I drew the concentric circles around the outer one. The six spires with colored dots, extending out from the center. I described the various colors. Newton insisted I describe each color as it appeared in the circle, to its respective placement in a spire.
"What do you think it means?"
"Pretty. But I've never seen it," Antoinette said.
Newton studied the image hard, her significant intellectual wheels turning. "This looks like the Wheel of the Year. The symbol representing the seasonal festivals. We gave up following the Wheel about a half century ago. Though a lot of modern pagans still use it." She ran her fingers over the concentric inner circles and spires. "But the posts, the spires are incomplete. There should be eight, not six. And these breaks in the lines, the dots, I've never seen that."
"What about the colors? They don't seem to be in a pattern either."
"I would say they almost resemble the Hindu chakro, but the darker, almost black, at the top is throwing me off. Traditionally, that would be red. To represent grounding, stability, being in a physical body. And what about the seventh? It could be the center, or the edges…maybe these are the chakras and these colors are different for a reason. I don't know."

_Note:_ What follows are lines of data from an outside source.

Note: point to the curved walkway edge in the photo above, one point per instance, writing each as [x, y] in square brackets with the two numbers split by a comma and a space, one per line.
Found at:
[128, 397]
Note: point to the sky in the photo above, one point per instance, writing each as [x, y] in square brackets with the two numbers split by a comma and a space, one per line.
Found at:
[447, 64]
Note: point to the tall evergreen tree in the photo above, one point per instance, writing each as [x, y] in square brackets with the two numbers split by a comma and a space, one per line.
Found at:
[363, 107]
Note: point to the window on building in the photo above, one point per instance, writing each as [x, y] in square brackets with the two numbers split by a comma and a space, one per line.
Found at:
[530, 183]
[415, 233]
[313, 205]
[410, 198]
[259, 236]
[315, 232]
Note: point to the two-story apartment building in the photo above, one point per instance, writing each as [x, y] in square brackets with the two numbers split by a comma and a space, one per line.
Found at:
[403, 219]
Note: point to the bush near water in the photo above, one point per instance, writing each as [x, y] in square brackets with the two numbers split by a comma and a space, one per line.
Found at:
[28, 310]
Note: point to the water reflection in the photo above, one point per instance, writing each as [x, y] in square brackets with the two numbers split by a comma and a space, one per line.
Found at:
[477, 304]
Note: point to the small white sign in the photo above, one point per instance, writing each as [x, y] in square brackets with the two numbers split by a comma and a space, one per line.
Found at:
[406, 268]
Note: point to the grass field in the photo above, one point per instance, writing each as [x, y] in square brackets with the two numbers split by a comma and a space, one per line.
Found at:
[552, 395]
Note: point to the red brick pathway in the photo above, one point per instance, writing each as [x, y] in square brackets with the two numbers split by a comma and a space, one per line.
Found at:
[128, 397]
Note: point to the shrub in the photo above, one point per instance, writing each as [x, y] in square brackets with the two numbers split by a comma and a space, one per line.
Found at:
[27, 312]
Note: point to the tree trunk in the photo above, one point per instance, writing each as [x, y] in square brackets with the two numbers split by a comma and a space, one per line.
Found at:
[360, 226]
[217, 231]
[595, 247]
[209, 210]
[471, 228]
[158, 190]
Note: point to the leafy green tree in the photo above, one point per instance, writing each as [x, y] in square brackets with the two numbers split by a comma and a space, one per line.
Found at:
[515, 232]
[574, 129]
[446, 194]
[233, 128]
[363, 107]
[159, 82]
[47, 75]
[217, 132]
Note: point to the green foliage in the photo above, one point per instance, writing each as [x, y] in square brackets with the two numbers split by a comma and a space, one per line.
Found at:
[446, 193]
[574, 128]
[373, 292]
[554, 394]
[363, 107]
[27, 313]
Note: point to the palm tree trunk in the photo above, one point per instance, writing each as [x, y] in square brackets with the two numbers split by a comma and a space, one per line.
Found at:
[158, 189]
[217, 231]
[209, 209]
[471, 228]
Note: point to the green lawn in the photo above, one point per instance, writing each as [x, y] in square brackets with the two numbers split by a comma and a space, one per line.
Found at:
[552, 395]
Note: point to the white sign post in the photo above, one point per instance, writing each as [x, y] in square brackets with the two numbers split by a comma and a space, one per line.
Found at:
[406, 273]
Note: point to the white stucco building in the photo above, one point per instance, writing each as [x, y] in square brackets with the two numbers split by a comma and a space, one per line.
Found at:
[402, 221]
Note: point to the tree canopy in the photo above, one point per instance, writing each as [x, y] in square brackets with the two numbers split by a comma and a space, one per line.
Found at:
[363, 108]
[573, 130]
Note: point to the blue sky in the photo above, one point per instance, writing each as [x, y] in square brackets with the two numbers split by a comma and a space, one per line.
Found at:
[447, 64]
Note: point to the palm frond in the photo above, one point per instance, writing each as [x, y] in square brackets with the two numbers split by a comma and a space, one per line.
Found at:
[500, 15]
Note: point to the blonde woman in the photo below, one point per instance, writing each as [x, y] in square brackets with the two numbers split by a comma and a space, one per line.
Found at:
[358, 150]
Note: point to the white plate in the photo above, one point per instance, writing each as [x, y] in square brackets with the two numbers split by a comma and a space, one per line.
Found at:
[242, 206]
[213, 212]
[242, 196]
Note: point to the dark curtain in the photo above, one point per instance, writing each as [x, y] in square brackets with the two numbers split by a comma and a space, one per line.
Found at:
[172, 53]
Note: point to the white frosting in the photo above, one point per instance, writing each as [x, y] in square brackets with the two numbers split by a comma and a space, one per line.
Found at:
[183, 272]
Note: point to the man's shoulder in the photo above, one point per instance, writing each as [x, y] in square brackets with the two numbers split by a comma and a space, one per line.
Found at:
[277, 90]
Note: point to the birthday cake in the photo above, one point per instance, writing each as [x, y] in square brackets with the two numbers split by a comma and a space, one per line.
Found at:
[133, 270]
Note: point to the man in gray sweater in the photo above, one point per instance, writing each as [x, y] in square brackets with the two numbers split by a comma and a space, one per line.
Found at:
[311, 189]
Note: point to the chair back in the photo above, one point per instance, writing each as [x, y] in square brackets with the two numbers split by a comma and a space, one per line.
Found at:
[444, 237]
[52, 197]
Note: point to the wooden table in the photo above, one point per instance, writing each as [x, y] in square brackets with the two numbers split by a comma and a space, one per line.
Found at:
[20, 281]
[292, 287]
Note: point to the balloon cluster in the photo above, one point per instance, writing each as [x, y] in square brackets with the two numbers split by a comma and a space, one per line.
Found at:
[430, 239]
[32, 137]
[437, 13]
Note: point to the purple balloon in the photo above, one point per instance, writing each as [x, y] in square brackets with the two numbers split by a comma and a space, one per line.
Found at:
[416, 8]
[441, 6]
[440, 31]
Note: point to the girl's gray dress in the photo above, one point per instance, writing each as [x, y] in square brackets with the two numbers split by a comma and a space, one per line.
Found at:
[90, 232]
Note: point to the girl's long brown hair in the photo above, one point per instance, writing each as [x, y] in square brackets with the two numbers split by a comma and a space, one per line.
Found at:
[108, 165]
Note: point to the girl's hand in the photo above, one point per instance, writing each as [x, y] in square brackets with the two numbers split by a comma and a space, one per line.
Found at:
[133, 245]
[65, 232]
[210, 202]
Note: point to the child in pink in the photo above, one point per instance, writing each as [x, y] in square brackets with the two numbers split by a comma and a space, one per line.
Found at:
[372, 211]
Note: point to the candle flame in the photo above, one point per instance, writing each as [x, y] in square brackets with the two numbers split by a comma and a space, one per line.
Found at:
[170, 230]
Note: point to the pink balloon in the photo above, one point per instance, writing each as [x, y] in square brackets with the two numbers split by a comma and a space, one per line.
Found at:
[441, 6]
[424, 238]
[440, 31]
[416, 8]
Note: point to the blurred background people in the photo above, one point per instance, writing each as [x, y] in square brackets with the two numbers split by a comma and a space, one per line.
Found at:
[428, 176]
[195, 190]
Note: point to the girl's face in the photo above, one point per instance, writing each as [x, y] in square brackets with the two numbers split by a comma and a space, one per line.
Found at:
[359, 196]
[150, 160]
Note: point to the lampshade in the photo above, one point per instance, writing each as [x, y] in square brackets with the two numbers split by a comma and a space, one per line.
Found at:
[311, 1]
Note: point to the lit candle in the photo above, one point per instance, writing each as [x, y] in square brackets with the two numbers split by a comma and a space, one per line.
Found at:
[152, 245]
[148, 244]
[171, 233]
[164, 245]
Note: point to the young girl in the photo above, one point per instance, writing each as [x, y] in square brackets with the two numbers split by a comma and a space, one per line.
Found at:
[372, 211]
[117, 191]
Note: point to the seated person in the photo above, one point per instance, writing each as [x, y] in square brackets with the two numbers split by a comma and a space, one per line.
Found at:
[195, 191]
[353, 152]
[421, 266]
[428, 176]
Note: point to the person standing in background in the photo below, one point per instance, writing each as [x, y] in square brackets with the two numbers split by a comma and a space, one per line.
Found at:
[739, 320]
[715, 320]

"I don't get the sense that this…thing, is dangerous. I also couldn't tell you what it is, or where it came from."
"So that's it?"
"That's it."
"Alright," she said decisively. "I'm taking you to the house."
"Antoinette's?"
"My house."
"No. No! I can't leave. I promised I would chaperon tonight for corn maze duty. And my word means something. I have to show up."
Her dark eyes fluttered. I wasn't sure if she was considering bespelling me or whacking me over the head. "Then…I will accompany you during this corn-maze duty. You can't go anywhere by yourself anymore."
"What?! Newton, I'm a grown-ass woman. I don't need parental supervision or a security detail."
"We have to treat these incidents like an attack on all of us. When one member of the coven suffers, we all feel it. There's no I in team, Virginia."
My ginger skin reddened even further. "I swear Newton, if you say somethin' like that one more time."
"I'm sorry," she actually laughed, her voice softening. "Look, truth is…I'm worried about you. You're not just my Vinstri, you're my friend. And you know, it can't hurt to have the power of three at your command. Besides," she glanced around us. "I feel like I need to be here."
"Fine," I finally huffed.
If Newton got a 'feeling', it was best to proceed with caution. Besides, she was right. Something weird was happening. To me. These events, I couldn't believe they were coincidence anymore. Or if there were more to come.